Some time ago, I was flying out of Boston's Logan Airport and I sat down in my seat and pulled out a book to read. And I quickly realized that the gentleman sitting next to me wanted to have a conversation. Perhaps you've noticed what I have and that is that are tend to be two kinds of people who fly; those who like to have conversations with strangers and then the rest of us. So I'm very much in that second category. But he was determined to have a conversation. And he tried to start the conversation the way people frequently do in such situations.

He asked me what business I was in, what I do for a living? And I did something foolish, I told the truth. I said, "I'm an environmental economist." And he looked at me and I looked at him.
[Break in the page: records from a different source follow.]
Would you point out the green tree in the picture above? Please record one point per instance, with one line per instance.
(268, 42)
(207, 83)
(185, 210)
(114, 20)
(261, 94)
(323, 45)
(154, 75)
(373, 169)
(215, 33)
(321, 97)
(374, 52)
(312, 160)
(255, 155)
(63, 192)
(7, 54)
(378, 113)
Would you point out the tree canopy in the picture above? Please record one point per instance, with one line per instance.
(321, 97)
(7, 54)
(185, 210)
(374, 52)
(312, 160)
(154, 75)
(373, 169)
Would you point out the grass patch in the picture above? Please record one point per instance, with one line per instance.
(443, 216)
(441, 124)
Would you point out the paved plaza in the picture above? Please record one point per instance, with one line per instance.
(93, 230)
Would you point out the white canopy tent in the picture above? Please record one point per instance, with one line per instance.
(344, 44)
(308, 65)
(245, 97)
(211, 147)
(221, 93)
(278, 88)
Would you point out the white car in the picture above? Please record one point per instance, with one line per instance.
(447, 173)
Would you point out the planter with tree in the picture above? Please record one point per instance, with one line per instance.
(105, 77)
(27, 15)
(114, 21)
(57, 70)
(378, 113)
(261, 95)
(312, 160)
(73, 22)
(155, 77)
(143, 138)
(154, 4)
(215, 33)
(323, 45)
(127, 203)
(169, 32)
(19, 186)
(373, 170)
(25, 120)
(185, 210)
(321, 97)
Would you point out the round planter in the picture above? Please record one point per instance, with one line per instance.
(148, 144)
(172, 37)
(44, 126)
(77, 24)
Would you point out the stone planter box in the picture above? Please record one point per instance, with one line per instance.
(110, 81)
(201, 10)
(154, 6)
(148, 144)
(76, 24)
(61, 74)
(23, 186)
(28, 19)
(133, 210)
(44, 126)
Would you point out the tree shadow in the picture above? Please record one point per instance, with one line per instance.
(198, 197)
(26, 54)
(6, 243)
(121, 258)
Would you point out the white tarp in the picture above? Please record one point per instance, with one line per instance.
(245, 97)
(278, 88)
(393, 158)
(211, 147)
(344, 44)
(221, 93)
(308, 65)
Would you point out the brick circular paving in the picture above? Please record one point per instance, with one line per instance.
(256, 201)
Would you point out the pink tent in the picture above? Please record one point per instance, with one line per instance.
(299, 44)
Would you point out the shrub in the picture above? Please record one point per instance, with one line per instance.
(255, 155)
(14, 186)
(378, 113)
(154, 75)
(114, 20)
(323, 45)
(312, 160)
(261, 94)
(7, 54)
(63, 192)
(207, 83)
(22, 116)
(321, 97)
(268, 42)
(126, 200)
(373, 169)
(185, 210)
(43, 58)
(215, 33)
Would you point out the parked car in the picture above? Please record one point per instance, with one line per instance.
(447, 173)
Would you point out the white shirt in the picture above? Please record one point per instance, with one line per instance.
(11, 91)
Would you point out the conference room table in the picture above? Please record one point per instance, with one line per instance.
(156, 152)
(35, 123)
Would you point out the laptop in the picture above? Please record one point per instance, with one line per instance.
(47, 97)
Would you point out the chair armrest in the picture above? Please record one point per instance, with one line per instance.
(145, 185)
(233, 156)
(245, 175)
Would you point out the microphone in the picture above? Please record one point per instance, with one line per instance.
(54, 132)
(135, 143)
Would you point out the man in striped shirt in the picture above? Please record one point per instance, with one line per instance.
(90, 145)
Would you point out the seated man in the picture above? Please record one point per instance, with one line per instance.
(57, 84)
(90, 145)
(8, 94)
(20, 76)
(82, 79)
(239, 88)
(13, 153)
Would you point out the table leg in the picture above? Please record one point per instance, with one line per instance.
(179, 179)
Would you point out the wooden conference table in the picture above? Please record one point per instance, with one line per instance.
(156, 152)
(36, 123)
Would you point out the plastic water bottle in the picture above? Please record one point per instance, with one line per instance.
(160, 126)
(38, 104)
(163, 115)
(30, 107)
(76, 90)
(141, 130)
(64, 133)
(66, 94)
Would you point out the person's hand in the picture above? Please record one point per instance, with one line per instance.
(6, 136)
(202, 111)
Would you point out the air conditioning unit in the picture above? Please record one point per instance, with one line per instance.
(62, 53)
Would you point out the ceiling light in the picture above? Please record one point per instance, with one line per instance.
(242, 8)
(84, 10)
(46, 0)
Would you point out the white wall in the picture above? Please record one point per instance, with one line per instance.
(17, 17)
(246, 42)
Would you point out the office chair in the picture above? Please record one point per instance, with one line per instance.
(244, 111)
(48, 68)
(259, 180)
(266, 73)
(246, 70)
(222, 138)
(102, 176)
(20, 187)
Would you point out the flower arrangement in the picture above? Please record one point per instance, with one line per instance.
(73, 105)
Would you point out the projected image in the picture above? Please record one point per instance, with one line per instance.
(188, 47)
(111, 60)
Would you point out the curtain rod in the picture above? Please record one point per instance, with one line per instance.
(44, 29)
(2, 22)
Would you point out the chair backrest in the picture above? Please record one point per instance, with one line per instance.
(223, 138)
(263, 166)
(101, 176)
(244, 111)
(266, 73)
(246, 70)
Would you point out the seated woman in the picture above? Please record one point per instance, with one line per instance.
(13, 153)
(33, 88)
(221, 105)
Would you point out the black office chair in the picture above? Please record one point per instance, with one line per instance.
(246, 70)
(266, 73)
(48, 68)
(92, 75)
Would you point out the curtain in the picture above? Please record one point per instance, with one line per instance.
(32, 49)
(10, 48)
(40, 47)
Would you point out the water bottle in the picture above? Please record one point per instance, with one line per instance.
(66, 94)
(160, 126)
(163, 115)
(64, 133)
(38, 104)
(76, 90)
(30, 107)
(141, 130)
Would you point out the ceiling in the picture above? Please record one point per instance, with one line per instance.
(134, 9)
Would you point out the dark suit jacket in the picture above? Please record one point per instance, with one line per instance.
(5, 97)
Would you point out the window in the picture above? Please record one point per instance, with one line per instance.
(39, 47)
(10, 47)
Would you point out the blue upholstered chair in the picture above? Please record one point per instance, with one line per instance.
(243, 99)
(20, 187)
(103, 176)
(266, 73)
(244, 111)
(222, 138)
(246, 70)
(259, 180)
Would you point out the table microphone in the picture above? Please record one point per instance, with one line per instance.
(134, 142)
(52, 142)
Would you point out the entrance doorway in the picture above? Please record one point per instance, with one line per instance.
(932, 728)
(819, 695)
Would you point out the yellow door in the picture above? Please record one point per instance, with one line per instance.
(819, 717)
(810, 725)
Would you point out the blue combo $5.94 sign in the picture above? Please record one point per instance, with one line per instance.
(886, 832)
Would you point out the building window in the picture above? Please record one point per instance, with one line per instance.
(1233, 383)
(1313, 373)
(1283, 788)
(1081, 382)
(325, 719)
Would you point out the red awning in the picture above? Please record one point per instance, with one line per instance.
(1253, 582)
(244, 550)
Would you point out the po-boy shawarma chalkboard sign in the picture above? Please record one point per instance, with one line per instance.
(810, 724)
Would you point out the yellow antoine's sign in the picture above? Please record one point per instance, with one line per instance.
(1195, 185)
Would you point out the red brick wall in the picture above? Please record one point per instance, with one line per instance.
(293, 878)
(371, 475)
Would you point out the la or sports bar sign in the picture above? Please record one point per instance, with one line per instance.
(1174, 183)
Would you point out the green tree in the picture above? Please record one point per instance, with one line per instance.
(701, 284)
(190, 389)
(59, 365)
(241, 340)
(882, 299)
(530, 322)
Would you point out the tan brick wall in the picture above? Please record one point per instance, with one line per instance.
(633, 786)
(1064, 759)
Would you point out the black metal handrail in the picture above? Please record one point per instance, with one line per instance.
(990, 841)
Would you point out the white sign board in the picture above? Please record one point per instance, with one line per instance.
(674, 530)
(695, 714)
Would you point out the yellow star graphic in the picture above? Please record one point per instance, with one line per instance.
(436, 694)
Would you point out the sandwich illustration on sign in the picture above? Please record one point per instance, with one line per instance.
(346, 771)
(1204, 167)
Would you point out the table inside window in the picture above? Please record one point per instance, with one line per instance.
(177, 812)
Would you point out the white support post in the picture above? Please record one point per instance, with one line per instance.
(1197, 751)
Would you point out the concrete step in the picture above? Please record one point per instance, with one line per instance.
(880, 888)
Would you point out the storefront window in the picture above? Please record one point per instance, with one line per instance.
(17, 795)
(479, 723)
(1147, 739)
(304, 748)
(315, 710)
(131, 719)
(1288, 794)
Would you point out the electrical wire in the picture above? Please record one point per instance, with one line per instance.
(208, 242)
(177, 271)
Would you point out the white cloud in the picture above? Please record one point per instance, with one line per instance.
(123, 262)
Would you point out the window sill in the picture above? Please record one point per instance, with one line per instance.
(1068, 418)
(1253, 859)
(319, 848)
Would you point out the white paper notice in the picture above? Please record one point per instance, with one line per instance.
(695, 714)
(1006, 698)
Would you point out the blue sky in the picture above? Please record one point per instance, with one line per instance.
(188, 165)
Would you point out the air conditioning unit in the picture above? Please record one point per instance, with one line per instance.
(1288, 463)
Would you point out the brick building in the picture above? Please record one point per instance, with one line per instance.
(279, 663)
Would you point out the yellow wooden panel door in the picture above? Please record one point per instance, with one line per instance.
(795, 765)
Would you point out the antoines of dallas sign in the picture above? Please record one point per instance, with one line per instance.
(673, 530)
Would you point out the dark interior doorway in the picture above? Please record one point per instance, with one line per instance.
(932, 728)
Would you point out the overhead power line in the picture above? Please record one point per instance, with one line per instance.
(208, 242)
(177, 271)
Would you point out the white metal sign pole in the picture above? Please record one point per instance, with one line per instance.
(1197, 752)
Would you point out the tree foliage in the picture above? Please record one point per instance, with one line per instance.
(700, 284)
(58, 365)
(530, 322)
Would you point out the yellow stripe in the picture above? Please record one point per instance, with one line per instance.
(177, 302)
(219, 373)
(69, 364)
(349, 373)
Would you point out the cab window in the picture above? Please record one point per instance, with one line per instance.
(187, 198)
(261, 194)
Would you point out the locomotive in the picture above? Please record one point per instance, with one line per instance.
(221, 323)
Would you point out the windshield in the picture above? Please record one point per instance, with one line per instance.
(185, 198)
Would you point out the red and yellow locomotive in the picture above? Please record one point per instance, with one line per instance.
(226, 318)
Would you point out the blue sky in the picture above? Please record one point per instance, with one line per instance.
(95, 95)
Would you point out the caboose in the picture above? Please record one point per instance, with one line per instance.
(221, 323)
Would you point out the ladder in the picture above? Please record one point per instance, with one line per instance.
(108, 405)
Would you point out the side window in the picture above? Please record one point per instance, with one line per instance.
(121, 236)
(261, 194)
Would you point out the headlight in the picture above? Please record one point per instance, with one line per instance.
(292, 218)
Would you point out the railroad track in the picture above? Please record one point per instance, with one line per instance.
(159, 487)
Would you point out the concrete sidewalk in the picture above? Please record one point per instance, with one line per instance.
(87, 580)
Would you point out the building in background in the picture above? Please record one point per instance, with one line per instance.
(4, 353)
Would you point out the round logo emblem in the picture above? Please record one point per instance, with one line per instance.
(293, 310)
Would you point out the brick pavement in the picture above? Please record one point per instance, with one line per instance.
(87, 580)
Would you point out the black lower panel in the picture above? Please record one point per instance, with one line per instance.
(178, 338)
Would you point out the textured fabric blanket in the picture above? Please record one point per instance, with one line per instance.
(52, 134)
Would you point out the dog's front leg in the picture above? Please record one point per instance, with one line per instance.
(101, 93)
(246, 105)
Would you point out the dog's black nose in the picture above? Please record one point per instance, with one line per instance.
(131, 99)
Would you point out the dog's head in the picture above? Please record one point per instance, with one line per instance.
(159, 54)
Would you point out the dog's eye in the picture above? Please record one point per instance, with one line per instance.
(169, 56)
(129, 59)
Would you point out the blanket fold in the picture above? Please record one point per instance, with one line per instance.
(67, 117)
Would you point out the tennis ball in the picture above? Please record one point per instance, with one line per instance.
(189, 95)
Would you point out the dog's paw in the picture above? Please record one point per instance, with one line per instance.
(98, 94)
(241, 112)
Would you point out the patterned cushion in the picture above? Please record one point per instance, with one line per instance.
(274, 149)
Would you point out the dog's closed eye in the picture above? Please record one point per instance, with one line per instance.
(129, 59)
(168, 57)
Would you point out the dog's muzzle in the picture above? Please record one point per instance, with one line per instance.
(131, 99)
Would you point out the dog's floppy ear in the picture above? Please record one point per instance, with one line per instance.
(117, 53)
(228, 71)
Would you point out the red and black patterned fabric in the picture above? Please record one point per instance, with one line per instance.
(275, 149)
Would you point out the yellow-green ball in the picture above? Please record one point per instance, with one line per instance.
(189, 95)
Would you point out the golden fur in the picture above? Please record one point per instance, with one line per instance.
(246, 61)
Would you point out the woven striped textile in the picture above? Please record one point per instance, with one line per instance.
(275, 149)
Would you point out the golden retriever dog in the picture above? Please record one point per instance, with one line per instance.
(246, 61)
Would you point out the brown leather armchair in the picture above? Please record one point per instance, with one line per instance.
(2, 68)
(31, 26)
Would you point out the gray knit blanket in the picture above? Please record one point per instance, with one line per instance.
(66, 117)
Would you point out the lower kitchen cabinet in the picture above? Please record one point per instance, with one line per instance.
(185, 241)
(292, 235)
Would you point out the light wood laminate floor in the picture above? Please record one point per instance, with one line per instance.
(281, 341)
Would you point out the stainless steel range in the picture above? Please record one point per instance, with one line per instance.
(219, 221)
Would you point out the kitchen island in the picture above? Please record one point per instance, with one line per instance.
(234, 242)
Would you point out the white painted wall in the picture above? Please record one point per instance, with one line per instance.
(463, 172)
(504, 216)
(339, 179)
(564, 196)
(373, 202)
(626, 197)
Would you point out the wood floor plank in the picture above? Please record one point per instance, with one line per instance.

And he didn't say anything further. This fellow who clearly wanted to chat. And then it dawned upon me that the reason you wasn't following up was that he had concluded that he had just met a living breathing oxymoron, an internal contradiction. After all, it's either economics or the environment. So what could this possibly mean of environmental economics? It made no sense.

Well, far from environmental economics being oxymoronic, it's actually absolutely central to an understanding of environmental problems. And, therefore, for the design of effective and sensible solutions. And the reason I say this is because in a market economy, such as we live in in the United States and predominates now throughout the world, the causes of environmental problems are fundamentally economic. They're externalities, they're unintentional consequences of market activity by firms, by individuals like you and me.

And also, the consequences of environmental problems have important to economic dimensions. So if the causes of environmental problems and the consequences of environmental problems are both economic, as they are, then surely an economic perspective can help us to understand the problems and to design policies which will be effective, economically sensible, and, therefore, politically pragmatic.

That's what this new book Economics Of The Environment, the sixth edition is all about. It's written not just by me, I edited it. But also by a real dream team of the leading environmental economists, not just from the United States but from around the world. This is a who's who from the world of economics and environmental economics. And through out it's chapters, one comes to understand from the beginning of the basics to the end of the applications, the fundamentals of this exceptionally valuable perspective on environment. It's for that reason that we enjoyed writing the book. And I hope that you'll enjoy and you'll benefit from reading it.